As estimativas apontam que a eliminação das tarifas nas capitais resultaria em um impacto anual de aproximadamente 60 bilhões de reais, recursos que deixariam de ser direcionados ao transporte e seriam realocados para o consumo de produtos e serviços.
Dessa quantia, cerca de 14,7 bilhões já são oriundos de benefícios concedidos a idosos, estudantes e pessoas com deficiência, restando uma injeção adicional em torno de 45,6 bilhões de reais.
Essa redistribuição de renda teria um efeito similar ao dos programas de transferência direta, alcançando um grande número de famílias continuamente.
Reduzindo os custos diários com deslocamento, os trabalhadores teriam mais poder aquisitivo para atender a outras necessidades básicas, como alimentação, saúde e educação.
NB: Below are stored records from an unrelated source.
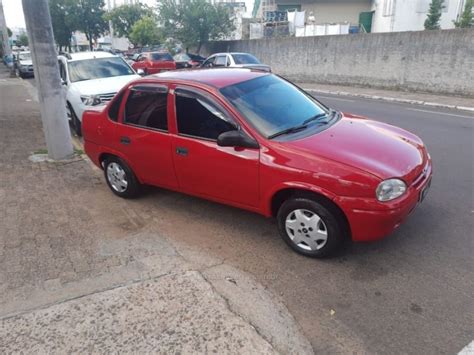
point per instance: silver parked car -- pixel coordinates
(234, 60)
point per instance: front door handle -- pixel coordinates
(125, 140)
(182, 151)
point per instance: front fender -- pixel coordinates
(297, 185)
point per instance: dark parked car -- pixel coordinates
(235, 60)
(154, 62)
(188, 60)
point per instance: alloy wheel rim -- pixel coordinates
(306, 230)
(117, 177)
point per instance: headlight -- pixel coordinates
(390, 189)
(91, 100)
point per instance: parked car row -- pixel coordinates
(93, 78)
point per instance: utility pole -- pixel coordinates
(50, 93)
(7, 51)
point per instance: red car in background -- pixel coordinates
(154, 62)
(252, 140)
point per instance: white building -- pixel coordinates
(410, 15)
(374, 15)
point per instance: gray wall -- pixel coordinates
(431, 61)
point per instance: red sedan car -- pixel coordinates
(154, 62)
(255, 141)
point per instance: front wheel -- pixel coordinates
(310, 228)
(120, 178)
Entretanto, surgem desafios relacionados ao financiamento do sistema atual, que depende da arrecadação por meio das tarifas e subsídios públicos, exigindo novas fontes de receita.
Os governos estaduais e municipais, encarregados da administração do transporte urbano, devem reconsiderar suas abordagens sobre custeio.
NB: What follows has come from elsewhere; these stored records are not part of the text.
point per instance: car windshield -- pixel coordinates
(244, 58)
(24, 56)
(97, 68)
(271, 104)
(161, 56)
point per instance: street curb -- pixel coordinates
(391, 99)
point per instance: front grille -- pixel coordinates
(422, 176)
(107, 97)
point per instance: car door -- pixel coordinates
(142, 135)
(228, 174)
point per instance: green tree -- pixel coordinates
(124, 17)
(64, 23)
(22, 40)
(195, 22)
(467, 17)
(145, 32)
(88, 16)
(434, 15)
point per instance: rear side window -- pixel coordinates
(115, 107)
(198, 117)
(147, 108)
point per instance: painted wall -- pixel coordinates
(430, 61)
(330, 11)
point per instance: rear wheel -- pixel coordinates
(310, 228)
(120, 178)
Experiências com tarifa zero já estão em vigor em diversas cidades menores e médias, além de projetos parciais em grandes metrópoles que oferecem gratuidade em horários ou linhas específicas.
Essas iniciativas servem como exemplo para expandir essa política em nível nacional.
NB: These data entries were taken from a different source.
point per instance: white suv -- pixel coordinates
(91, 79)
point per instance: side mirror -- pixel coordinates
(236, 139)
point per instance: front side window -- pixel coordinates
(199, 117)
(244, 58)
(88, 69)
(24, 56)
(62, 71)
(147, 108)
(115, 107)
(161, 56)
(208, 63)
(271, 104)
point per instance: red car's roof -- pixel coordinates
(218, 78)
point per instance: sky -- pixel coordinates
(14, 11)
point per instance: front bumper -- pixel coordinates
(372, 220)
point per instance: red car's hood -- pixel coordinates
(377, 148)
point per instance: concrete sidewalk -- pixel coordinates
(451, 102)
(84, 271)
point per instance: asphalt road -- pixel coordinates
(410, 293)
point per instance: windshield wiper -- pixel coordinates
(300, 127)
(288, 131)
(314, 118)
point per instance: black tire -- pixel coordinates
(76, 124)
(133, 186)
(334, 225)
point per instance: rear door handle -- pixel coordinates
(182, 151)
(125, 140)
Outro aspecto importante é o potencial impacto positivo na segurança viária; a redução do uso de veículos particulares pode contribuir para diminuir o tráfego e os riscos associados a acidentes.
O debate sobre a possível eliminação das tarifas se intensifica diante da necessidade urgente de repensar as formas de financiamento do transporte público e buscar soluções que integrem mobilidade com justiça social.
Ao relacionar mobilidade urbana à distribuição de renda, o estudo ressalta que políticas no setor de transporte podem ser ferramentas estratégicas para mitigar desigualdades e impulsionar o desenvolvimento econômico.
Com base nessas evidências apresentadas, o assunto deve avançar nas discussões públicas, exigindo análises mais aprofundadas sobre a viabilidade, custos e benefícios sociais envolvidos.